The upcoming military operation also has one objective, though different
from the several offered by the Bush Administration. This war is not about
weapons of mass destruction. The intrusive inspections are disrupting
Saddam's programs, as even the Administration has acknowledged. Nor is it
about terrorism. Virtually all agree war will spawn more terrorism, not
less. It is not even about liberation of an oppressed people. Killing
innocent Iraqi civilians in a full frontal assault is hardly the only or
best way to liberate a people. The underlying objective of this war is the
imposition of a Pax Americana on the region and installation of vassal
regimes that will control restive populations.

Without the firing of a single cruise missile, the Administration has
already established a massive footprint in the Gulf and Southwest Asia from
which to project power. US generals, admirals and diplomats have
crisscrossed the region like modern-day proconsuls, cajoling fragile
governments to permit American access and operations from their
territories.

Bases have been established as stepping stones to Afghanistan and Iraq, but
also as tripwires in countries that fear their neighbors. Northern Kuwait
has been ceded to American forces and a significant military presence
established in Bahrain, Saudi Arabia, Qatar, the United Arab Emirates and
Oman. The over-the-horizon posture of a decade ago has given way to boots
on the ground and forward command headquarters. Nations in the region,
having contracted with the United States for their security umbrella, will
now listen when Washington tells them to tailor policies and curb
anti-Western dissent. Hegemony in the Arab nations of the Gulf has been
achieved.

Meanwhile, Saddam might well squirm, but even without an invasion, he's
finished. He is surrounded, foreigners are swarming through his palaces,
and as Colin Powell so compellingly showed at the UN, we are watching and
we are listening. International will to disarm Iraq will not wane as it did
in the 1990s, for the simple reason that George W. Bush keeps challenging
the organization to remain relevant by keeping pressure on Saddam. Nations
that worry that, as John le Carré puts it, "America has entered one of its
periods of historical madness" will not want to jettison the one
institution that, absent a competing military power, might constrain US
ambition.

Then what's the point of this new American imperialism? The
neoconservatives with a stranglehold on the foreign policy of the
Republican Party, a party that traditionally eschewed foreign military
adventures, want to go beyond expanding US global influence to force
revolutionary change on the region. American pre-eminence in the Gulf is
necessary but not sufficient for the hawks. Nothing short of conquest,
occupation and imposition of handpicked leaders on a vanquished population
will suffice. Iraq is the linchpin for this broader assault on the region.
The new imperialists will not rest until governments that ape our worldview
are implanted throughout the region, a breathtakingly ambitious
undertaking, smacking of hubris in the extreme. Arabs who complain about
American-supported antidemocratic regimes today will find us in even more
direct control tomorrow. The leader of the future in the Arab world will
look a lot more like Pakistan's Pervez Musharraf than Thomas Jefferson.

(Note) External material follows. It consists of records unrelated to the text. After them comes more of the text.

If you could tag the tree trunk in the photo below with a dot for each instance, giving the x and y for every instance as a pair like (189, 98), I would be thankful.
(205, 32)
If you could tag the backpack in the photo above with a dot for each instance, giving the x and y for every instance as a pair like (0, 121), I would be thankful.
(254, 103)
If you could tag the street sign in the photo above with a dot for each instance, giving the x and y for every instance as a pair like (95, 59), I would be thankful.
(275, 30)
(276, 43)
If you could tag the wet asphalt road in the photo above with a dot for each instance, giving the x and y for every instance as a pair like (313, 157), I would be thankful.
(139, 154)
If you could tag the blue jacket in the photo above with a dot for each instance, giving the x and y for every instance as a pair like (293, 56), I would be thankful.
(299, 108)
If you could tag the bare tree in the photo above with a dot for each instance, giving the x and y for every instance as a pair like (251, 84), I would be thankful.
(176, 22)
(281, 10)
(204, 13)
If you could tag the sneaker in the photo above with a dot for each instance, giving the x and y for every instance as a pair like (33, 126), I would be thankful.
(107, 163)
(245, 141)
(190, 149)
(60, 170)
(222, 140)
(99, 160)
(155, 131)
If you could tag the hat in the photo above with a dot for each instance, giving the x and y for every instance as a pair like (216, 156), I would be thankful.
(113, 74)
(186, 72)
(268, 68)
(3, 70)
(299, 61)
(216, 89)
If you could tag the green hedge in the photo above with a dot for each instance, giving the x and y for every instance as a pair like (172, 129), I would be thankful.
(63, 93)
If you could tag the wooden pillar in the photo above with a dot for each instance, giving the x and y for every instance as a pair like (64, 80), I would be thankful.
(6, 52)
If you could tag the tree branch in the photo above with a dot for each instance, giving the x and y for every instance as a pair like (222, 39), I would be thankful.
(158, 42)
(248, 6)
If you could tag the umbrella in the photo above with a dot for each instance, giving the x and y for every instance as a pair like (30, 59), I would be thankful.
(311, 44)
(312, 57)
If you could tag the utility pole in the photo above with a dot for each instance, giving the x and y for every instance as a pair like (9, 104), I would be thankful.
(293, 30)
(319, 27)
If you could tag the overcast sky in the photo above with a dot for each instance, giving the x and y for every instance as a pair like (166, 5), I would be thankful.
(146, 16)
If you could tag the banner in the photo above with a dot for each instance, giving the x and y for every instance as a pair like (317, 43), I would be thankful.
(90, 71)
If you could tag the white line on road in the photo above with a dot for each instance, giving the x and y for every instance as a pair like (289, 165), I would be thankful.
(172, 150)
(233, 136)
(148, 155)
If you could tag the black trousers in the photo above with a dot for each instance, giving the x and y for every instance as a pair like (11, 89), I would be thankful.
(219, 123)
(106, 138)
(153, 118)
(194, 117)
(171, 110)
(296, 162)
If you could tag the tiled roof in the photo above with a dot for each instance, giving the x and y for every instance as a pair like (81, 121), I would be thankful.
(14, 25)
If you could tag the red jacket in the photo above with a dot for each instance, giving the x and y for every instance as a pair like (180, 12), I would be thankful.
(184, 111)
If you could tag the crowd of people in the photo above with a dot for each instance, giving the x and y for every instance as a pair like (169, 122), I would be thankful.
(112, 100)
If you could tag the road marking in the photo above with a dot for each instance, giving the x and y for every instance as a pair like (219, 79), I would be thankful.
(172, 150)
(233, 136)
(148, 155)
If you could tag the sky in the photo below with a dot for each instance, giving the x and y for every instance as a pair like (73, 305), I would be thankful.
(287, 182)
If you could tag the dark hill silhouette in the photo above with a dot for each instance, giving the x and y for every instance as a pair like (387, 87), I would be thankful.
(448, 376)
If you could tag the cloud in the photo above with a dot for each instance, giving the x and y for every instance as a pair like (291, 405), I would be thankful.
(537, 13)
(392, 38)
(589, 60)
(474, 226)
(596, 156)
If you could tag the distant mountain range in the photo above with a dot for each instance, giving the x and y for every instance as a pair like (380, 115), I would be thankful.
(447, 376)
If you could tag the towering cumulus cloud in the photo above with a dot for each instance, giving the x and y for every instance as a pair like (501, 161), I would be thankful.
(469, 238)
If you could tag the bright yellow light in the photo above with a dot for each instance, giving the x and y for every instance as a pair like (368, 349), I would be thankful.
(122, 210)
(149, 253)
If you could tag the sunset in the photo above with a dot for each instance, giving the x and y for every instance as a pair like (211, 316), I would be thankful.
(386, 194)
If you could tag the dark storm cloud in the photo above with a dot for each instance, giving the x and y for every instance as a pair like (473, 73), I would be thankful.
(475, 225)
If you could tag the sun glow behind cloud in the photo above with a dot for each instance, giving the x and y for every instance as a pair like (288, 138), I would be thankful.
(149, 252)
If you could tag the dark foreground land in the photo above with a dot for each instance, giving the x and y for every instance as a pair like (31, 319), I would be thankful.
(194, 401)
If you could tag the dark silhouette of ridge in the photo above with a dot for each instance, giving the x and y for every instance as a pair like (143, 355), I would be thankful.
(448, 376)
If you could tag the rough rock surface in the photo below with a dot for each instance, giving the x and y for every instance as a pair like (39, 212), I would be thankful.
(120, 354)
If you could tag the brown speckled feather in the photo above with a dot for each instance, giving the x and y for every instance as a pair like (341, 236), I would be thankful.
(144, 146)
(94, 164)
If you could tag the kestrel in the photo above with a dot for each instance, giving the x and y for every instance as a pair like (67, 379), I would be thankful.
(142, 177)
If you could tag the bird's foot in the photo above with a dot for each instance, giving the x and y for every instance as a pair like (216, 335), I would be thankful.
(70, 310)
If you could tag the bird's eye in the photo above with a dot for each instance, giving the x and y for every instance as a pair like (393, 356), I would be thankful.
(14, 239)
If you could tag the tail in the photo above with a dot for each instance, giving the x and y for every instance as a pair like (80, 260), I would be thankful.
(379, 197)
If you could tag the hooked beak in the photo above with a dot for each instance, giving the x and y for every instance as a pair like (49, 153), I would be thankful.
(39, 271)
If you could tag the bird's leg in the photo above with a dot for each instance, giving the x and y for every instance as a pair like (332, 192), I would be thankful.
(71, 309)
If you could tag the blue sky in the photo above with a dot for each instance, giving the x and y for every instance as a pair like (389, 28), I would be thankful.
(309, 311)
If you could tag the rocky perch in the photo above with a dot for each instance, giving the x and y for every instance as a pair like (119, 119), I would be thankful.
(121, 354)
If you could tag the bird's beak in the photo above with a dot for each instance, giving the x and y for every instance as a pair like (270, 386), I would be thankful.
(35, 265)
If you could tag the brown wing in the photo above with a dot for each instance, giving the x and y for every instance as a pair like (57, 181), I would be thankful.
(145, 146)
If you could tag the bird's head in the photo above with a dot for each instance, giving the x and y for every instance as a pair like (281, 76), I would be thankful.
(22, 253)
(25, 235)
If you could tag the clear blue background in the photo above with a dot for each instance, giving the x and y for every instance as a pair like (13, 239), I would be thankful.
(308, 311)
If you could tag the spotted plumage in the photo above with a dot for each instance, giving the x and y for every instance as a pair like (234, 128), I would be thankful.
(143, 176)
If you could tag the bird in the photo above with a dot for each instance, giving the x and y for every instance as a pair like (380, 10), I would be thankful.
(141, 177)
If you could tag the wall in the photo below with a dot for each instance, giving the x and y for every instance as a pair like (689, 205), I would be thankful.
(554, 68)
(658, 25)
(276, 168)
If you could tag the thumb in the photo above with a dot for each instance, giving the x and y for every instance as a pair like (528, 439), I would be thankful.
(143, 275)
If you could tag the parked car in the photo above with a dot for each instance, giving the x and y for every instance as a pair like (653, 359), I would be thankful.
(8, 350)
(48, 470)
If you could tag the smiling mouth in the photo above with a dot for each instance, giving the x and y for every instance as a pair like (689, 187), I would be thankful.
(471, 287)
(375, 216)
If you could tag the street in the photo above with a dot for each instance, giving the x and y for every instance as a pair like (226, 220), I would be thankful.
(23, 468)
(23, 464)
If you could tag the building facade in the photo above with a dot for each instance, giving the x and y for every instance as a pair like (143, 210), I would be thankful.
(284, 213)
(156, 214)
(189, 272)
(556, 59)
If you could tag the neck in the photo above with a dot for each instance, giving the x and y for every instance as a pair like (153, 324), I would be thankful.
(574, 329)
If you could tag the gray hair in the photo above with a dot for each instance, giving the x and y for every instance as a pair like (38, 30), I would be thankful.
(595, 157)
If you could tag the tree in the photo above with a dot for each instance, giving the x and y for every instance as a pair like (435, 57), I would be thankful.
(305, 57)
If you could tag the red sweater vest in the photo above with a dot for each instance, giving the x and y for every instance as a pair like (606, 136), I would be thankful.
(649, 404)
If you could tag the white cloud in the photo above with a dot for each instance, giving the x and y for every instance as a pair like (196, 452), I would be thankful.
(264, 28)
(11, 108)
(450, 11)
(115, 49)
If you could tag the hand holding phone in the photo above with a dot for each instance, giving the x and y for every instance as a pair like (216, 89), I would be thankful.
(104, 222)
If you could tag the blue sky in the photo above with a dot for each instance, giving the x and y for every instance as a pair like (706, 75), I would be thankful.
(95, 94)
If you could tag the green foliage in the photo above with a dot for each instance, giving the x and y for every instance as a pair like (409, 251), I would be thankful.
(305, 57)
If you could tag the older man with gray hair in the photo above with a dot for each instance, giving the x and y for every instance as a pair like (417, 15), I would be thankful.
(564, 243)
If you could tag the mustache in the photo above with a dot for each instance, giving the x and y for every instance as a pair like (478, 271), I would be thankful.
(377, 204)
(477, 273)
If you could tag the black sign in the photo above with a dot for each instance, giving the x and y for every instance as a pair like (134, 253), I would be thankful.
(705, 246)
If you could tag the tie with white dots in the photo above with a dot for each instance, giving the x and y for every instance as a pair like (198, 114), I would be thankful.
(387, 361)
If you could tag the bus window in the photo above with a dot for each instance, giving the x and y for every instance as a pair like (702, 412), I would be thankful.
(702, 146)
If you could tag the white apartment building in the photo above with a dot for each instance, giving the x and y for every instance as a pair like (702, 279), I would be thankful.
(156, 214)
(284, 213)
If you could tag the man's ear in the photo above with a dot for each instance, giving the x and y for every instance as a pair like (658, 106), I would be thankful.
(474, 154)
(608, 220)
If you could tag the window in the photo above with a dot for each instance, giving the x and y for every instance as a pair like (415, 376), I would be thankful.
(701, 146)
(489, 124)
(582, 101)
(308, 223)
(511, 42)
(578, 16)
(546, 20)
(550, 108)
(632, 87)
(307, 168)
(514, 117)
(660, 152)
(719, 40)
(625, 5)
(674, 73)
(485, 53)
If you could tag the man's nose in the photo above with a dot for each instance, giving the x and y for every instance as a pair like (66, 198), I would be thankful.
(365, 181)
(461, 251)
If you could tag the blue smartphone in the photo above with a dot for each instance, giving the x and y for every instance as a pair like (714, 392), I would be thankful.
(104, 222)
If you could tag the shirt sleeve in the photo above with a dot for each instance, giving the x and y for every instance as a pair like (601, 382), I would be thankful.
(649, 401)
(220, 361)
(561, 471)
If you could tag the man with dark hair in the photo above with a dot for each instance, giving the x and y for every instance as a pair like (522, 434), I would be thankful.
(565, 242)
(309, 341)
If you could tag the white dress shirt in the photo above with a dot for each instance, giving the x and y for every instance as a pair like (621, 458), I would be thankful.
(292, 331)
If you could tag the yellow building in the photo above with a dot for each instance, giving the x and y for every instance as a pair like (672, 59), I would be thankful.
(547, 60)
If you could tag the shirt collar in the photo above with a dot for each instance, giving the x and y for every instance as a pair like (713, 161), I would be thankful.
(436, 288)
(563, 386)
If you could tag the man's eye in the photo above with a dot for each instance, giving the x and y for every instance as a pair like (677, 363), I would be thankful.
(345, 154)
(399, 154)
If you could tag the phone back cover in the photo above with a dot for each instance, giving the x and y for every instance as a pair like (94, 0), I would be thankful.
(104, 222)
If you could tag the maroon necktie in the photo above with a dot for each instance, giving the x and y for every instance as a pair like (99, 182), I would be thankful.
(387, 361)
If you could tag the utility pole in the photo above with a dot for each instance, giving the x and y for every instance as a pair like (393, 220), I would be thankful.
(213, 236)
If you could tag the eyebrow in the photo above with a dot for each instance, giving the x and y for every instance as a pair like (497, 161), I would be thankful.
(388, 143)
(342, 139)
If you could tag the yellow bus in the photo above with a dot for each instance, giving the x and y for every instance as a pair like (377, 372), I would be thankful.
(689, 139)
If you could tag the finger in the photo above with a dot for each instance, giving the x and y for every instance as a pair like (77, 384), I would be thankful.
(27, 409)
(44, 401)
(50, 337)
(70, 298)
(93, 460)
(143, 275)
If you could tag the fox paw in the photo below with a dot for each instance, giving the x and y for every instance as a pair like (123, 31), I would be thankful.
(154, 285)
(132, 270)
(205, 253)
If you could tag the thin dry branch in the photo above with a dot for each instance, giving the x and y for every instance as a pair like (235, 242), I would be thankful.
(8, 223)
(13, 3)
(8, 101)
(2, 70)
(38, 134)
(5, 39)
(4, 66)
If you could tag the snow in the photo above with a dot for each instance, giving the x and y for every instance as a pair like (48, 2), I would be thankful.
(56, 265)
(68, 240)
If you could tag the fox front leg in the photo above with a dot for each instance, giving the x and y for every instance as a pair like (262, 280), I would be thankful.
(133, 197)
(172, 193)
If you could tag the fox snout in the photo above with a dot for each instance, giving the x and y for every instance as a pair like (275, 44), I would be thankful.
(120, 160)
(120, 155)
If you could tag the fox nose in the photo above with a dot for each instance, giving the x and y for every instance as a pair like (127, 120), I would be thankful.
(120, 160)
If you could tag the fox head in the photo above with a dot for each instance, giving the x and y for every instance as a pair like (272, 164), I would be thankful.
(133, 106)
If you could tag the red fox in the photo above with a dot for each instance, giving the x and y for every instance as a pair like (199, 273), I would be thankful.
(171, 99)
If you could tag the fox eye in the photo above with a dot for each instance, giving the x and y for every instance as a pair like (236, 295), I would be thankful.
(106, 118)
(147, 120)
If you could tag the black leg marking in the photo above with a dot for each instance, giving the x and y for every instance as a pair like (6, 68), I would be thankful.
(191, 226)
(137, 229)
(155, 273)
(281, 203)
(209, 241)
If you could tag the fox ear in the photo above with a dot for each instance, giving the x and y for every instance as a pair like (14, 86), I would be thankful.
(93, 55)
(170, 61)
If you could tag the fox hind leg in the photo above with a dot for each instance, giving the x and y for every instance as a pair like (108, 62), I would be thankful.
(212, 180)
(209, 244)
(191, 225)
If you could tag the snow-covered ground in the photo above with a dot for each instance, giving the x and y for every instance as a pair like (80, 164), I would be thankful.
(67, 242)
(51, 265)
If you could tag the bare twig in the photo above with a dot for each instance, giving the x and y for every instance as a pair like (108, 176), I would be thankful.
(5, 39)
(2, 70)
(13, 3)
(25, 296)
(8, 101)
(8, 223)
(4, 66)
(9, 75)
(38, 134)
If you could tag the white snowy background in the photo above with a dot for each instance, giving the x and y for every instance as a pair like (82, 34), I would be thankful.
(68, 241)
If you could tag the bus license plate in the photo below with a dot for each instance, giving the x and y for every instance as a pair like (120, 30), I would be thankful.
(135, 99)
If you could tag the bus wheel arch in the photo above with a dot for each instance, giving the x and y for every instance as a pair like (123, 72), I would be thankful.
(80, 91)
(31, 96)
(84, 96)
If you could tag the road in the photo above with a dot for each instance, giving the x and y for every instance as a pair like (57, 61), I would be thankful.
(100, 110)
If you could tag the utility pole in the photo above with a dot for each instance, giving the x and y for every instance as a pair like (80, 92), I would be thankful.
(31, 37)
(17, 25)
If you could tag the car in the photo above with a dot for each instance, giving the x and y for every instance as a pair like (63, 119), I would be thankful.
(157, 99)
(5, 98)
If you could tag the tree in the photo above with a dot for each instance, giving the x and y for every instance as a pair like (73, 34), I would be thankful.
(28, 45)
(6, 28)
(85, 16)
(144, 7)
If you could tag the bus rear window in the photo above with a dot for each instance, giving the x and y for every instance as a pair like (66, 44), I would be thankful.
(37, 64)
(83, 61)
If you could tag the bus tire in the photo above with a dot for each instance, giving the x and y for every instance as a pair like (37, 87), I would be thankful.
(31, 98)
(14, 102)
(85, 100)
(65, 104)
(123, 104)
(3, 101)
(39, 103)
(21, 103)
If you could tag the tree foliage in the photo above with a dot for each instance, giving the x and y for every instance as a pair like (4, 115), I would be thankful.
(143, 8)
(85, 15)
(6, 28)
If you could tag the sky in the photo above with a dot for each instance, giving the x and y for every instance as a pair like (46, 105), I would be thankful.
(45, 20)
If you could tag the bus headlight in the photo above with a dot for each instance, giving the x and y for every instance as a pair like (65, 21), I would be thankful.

There is a huge risk of overreach in this tack. The projection of influence
and power through the use of force will breed resistance in the Arab world
that will sorely test our political will and stamina. Passion for
independence is as great in the Arab world as it is elsewhere. The hawks
compare this mission to Japan and Germany after World War II. It could
easily look like Lebanon, Somalia and Northern Ireland instead.

Our global leadership will be undermined as fear gives way to resentment
and strategies to weaken our stranglehold. American businessmen already
complain about hostility when overseas, and Arabs speak openly of
boycotting American products. Foreign capital is fleeing American stocks
and bonds; the United States is no longer a friendly destination for
international investors. For a borrow-and-spend Administration, as this one
is, the effects on our economic growth will be felt for a long time to
come. Essential trust has been seriously damaged and will be difficult to
repair.

Even in the unlikely event that war does not come to pass, the would-be
imperialists have achieved much of what they sought, some of it good. It is
encouraging that the international community is looking hard at terrorism
and the proliferation of weapons of mass destruction. But the upcoming
battle for Baghdad and the lengthy occupation of Iraq will utterly
undermine any steps forward. And with the costs to our military, our
treasury and our international standing, we will be forced to learn whether
our republican roots and traditions can accommodate the Administration's
imperial ambitions. It may be a bitter lesson.